Fashion has always been something that influences the world. From politics to style, fashion can be used to make subtle statements or even start revolutions; but even something so powerful can be equally as destructive.
In December, the Italian luxury house, Prada, pulled their new Otto Toto character from their recent Pradamalia collection, after an image of the black monkey-like character with large red lips was released on the internet. This sparked a rage of anger from consumers, who took to social media, including Chinyere Ezie, an attorney for the Center for Constitutional Rights, and began comparing this Otto character to blackface, which is the makeup used by performers playing an African American role that became highly popular during the 20th century. After the accusations, Prada immediately pulled Otto from shelves across the globe and went to Twitter to clear the air. “#Prada Group abhors racist imagery. The Pradamalia are fantasy charms composed of elements of the Prada oeuvre. They are imaginary creatures not intended to have any reference to the real world and certainly not blackface.” However, Prada has not been the only luxury brand to make this insensitive mistake.
In February, another Italian luxury house, Gucci, withdrew the Balaclava jumper from their online and all physical stores after its release of the Autumn/Winter 2018 collection. Like Prada’s Otto character, the jumper was attacked by social media users, being compared to, again, blackface. Covering half the face, the all black jumper has a cutout for the mouth with large red lips. Archived product information states that the jumper was inspired by vintage ski masks, along with the entire 2018 collection. Gucci immediately went to Twitter and released a statement on behalf of the entire company saying, “Gucci deeply apologizes for the offense caused by the wool Balaclava jumper. We consider diversity to be a fundamental value to be fully upheld, respected, and at the forefront of every decision we make”. Gucci said that the incident had become a powerful learning moment for the Gucci team and that they were fully committed to increasing diversity.

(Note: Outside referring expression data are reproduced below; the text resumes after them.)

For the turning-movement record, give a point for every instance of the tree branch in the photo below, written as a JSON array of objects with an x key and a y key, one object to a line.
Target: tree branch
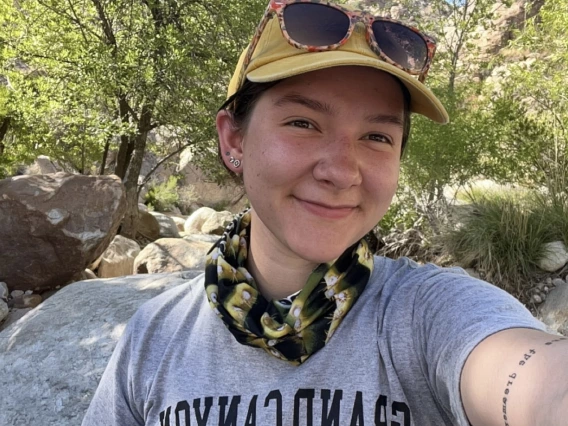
[{"x": 159, "y": 163}]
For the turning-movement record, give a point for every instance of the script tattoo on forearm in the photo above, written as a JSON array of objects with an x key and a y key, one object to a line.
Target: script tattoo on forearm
[{"x": 513, "y": 376}]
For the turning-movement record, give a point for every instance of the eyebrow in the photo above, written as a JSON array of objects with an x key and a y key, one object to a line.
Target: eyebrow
[
  {"x": 385, "y": 119},
  {"x": 296, "y": 98}
]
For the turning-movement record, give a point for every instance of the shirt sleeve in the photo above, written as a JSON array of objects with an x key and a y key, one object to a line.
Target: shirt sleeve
[
  {"x": 453, "y": 313},
  {"x": 113, "y": 402}
]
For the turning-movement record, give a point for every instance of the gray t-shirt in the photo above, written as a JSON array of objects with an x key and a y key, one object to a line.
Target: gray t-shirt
[{"x": 395, "y": 360}]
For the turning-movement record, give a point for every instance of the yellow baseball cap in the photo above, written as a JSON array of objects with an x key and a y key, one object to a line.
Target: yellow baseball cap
[{"x": 275, "y": 59}]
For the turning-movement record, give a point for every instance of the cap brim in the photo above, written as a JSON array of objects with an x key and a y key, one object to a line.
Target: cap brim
[{"x": 423, "y": 101}]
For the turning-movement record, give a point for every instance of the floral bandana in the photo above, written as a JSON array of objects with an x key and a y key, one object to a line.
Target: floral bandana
[{"x": 291, "y": 329}]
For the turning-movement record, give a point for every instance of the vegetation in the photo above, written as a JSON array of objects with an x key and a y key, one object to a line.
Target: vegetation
[
  {"x": 163, "y": 197},
  {"x": 87, "y": 77},
  {"x": 502, "y": 234}
]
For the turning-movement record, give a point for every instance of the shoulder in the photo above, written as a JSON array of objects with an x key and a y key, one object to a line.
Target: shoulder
[
  {"x": 403, "y": 275},
  {"x": 431, "y": 295},
  {"x": 160, "y": 316}
]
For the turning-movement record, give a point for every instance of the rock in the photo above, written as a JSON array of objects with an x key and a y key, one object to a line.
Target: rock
[
  {"x": 87, "y": 274},
  {"x": 207, "y": 221},
  {"x": 93, "y": 266},
  {"x": 554, "y": 312},
  {"x": 180, "y": 222},
  {"x": 53, "y": 358},
  {"x": 54, "y": 226},
  {"x": 43, "y": 166},
  {"x": 170, "y": 255},
  {"x": 17, "y": 294},
  {"x": 28, "y": 301},
  {"x": 47, "y": 294},
  {"x": 555, "y": 256},
  {"x": 148, "y": 226},
  {"x": 473, "y": 273},
  {"x": 4, "y": 292},
  {"x": 14, "y": 316},
  {"x": 168, "y": 228},
  {"x": 204, "y": 238},
  {"x": 118, "y": 259},
  {"x": 4, "y": 310}
]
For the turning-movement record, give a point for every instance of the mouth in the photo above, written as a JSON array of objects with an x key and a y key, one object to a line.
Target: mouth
[{"x": 327, "y": 211}]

Now, not even two weeks later, the British luxury house, Burberry, is receiving major backlash after the Autumn/Winter 2019 collection premiered at the London Fashion Week. The collection, according to Riccardo Tisci, the chief creative officer for Burberry, was marine/nautical inspired. Similar to Gucci and Prada, poor decisions were made again. A hoodie that was seen on the runway had strings tied in the shape of a “nautical knot”. However, many people portrayed this as a noose, comparing the tie to lynching and even suicide. Liz Kennedy, a model in the Burberry Fashion Show, posted a photo of the hoodie on Instagram, with a lengthy message directed at Burberry and Tisci. “Suicide is not fashion” and “Let’s not forget about the horrifying history of lynching either” were some of Kennedy’s comments towards Burberry. She said that she asked before the show to speak to someone about the design and was told to “write a letter”. She also claimed that the staff was joking about the design before the show, hanging the noose from a ceiling. Burberry quickly released a statement saying that they were “deeply sorry for the distress” and that the hoodie was removed from the collection immediately. The collection, Tempest, is Tisci’s second collection for Burberry. The collection was a mix of classic, tailored pieces inspired by street-wear looks aimed at younger consumers. The description of the Tempest line, found on the Burberry website, says that the designs found “inspiration from the British culture and weather”, discussing nothing of the “marine/nautical” theme.

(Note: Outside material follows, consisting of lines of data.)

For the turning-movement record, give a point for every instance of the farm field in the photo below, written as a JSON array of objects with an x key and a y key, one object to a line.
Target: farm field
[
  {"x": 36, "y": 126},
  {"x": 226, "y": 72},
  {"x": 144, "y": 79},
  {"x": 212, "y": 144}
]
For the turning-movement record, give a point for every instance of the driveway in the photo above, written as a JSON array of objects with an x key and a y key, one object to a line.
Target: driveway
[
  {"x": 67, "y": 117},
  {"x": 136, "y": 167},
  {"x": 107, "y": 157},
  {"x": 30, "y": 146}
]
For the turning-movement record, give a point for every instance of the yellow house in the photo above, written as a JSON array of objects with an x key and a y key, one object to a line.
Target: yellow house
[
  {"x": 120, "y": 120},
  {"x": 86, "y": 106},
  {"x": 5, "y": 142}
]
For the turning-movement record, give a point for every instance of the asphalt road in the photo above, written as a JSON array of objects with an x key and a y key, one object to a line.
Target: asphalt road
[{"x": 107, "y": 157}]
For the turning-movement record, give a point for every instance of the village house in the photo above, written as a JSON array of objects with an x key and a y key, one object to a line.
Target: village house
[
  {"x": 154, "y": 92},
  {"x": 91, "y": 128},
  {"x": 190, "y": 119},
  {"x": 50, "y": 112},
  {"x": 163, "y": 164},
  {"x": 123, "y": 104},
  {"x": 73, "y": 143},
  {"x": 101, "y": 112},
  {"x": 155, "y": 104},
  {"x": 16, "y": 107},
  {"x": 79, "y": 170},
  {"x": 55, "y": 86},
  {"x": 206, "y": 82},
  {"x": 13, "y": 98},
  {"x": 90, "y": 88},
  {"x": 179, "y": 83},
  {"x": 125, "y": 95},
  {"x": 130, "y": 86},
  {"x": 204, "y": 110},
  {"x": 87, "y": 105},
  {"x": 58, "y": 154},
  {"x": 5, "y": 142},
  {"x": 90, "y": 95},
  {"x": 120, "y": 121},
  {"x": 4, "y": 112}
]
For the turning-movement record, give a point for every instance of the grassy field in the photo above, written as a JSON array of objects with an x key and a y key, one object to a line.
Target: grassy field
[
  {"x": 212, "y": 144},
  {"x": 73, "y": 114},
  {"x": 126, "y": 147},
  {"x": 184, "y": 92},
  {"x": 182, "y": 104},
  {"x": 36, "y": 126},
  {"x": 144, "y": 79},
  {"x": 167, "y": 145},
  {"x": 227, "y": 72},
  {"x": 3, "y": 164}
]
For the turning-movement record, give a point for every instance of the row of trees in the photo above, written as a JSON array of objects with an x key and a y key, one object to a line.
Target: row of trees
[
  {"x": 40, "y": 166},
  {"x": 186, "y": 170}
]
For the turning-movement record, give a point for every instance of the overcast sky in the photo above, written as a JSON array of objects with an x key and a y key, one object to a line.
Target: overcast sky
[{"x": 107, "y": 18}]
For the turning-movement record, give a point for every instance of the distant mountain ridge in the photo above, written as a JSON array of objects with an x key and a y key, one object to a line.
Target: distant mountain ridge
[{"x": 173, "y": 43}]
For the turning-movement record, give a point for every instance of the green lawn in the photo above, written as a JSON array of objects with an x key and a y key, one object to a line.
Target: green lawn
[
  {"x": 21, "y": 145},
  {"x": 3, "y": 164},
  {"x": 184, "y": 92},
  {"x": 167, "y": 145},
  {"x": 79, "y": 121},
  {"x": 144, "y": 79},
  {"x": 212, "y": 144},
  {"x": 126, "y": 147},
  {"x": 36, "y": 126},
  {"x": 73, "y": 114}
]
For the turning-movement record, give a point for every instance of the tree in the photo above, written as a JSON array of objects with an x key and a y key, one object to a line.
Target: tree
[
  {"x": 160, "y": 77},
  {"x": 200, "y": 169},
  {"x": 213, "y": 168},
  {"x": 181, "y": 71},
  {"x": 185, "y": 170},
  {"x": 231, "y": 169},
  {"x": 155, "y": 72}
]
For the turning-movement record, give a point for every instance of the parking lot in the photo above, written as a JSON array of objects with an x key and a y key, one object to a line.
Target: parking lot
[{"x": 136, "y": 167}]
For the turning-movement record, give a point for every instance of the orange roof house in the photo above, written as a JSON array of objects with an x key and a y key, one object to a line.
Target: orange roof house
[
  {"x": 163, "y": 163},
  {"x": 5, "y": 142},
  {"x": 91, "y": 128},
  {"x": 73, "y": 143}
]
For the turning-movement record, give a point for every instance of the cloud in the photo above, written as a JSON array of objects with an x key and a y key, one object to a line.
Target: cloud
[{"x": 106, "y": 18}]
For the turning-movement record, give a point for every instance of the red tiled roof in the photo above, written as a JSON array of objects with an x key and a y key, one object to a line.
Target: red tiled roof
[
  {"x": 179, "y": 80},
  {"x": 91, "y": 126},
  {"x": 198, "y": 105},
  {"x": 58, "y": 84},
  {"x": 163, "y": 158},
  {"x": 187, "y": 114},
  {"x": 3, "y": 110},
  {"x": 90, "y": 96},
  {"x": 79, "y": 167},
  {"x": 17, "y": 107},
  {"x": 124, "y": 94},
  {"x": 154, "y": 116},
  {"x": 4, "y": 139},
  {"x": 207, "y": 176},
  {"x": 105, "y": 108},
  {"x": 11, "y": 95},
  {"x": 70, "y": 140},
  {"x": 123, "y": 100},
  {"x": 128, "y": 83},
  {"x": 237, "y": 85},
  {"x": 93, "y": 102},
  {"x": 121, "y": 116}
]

These luxury lines are not the first to receive backlash from the insensitivity of their designs either. In 2014, Zara had to pull two products from their stores; the first was a purse that was perceived to have four swastikas in the design and the second was a child’s pajama shirt that was striped with a yellow “sheriff’s” star on the breast, associated by many customers as resembling a prisoner of a concentration camp’s clothing. Earlier this year, H&M also received backlash after an ad in the U.K. with an African American child wearing a hoodie with the phrase “coolest monkey in the jungle” across the front. Artist like G-Eazy and The Weeknd severed partnership ties with the company and LeBron James condemned the ad as racist. H&M quickly took down the image from all online sources and the product was pulled from sales in the United States.
As these issues continue to arise, one can only wonder how such mistakes make it to the runaway or billboards across the world. Fashion is used as a voice and to make a change but after as much as this world has been through, one would only hope that the fashion industry, as a whole, would step up and make sure that these insensitive and controversial mishaps do not continue to become a trend on the latest news.